Ces amendements, même s’ils ne portent que sur la forme, ont été qualifiés d’essentiels par le vice-président de la chambre, le conseiller istiqlalien, Ahmed El Kadiri, qui réagissait sur les ondes de la radio nationale. Pour M. El Kadiri, la forme demeure intimement liée à l’essence, ce qui fait que le code tel qu’il a été adopté par les conseillers accorde beaucoup d’importance à la précision au détriment des généralités. Concernant les peines privatives de liberté, le vice-président de la chambre des Conseillers a précisé que le code a annulé les peines d’emprisonnement qui figuraient dans plusieurs articles de l’ancien texte.

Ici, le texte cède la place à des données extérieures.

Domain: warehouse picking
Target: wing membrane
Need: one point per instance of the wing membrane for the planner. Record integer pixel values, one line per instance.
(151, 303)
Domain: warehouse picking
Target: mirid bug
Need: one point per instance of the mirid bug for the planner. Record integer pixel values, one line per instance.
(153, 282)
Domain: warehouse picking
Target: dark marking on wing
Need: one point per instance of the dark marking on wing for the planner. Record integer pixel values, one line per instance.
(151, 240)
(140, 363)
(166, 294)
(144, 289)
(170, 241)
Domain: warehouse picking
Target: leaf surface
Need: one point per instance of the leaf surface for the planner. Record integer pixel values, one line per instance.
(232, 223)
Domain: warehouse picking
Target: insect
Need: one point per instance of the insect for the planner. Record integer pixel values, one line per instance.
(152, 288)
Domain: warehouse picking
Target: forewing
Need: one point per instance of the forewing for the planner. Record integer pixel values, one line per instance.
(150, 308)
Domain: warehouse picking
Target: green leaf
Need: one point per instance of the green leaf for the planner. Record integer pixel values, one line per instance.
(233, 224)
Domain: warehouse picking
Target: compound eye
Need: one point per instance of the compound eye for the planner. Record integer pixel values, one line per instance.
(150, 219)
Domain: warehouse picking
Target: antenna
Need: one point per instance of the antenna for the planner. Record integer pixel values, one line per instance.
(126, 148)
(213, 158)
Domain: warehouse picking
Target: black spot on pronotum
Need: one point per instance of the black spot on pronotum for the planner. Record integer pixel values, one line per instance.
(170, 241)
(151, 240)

Toutefois, des peines d’emprisonnement sont retenues par le texte actuel en cas de délits de diffamation à l’encontre des personnes et des institutions, a-t-il relevé, estimant que dans ces cas précis les amendes se révèlent insuffisantes. Un autre amendement introduit sur l’ancien texte et retenu par le gouvernement est la disposition qui confère exclusivement à la justice les prérogatives de suspendre et d’interdire les publications. De même pour l’annulation des dispositions qui habilitaient, en vertu de l’article 77, le Premier ministre à prendre les mesures de suspension et d’interdiction par des décisions ne pouvant faire l’objet d’aucun recours.

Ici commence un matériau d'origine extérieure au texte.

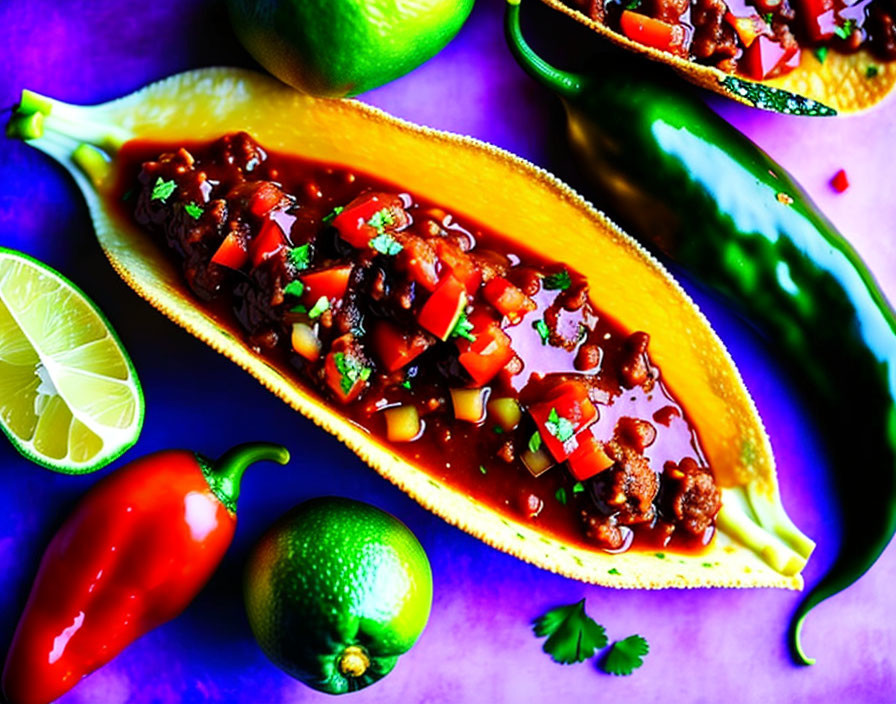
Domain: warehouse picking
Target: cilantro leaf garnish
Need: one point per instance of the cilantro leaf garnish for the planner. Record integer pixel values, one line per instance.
(557, 282)
(294, 288)
(380, 219)
(162, 189)
(327, 219)
(350, 371)
(463, 327)
(542, 329)
(300, 257)
(322, 304)
(386, 244)
(573, 636)
(558, 426)
(626, 656)
(845, 30)
(193, 210)
(535, 442)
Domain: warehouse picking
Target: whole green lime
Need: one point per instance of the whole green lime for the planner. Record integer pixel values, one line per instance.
(336, 48)
(336, 591)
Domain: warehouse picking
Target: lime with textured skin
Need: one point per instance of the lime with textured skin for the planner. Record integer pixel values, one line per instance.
(336, 591)
(337, 48)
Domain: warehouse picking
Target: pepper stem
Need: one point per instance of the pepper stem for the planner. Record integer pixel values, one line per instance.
(562, 82)
(224, 475)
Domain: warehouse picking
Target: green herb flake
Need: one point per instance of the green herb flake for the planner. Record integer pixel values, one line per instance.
(386, 244)
(626, 656)
(557, 282)
(319, 307)
(535, 442)
(327, 219)
(573, 636)
(193, 210)
(300, 257)
(542, 329)
(463, 328)
(558, 426)
(845, 30)
(294, 288)
(162, 189)
(350, 371)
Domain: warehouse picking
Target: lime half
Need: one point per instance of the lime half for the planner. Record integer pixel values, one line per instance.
(69, 396)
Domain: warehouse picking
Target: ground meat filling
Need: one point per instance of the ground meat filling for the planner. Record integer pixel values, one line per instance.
(760, 39)
(491, 364)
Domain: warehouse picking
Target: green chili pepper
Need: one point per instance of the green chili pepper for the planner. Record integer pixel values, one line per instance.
(707, 197)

Dans la même foulée, les attributions du ministre de l’intérieur en matière de saisie de publications ont été entourées de garanties, a précisé le conseiller istiqlalien notant que la décision de saisie doit émaner d’une commission, être motivée et permettre à la personne lésée de saisir la justice. Les groupes du mouvement populaire (MP) et de la Confédération démocratique du travail (CDT) au sein de la chambre des conseillers, avaient présenté plusieurs propositions lors de la discussion du projet amendé de code de la presse. La majeure partie des débats avait porté sur les amendements de l’article 77.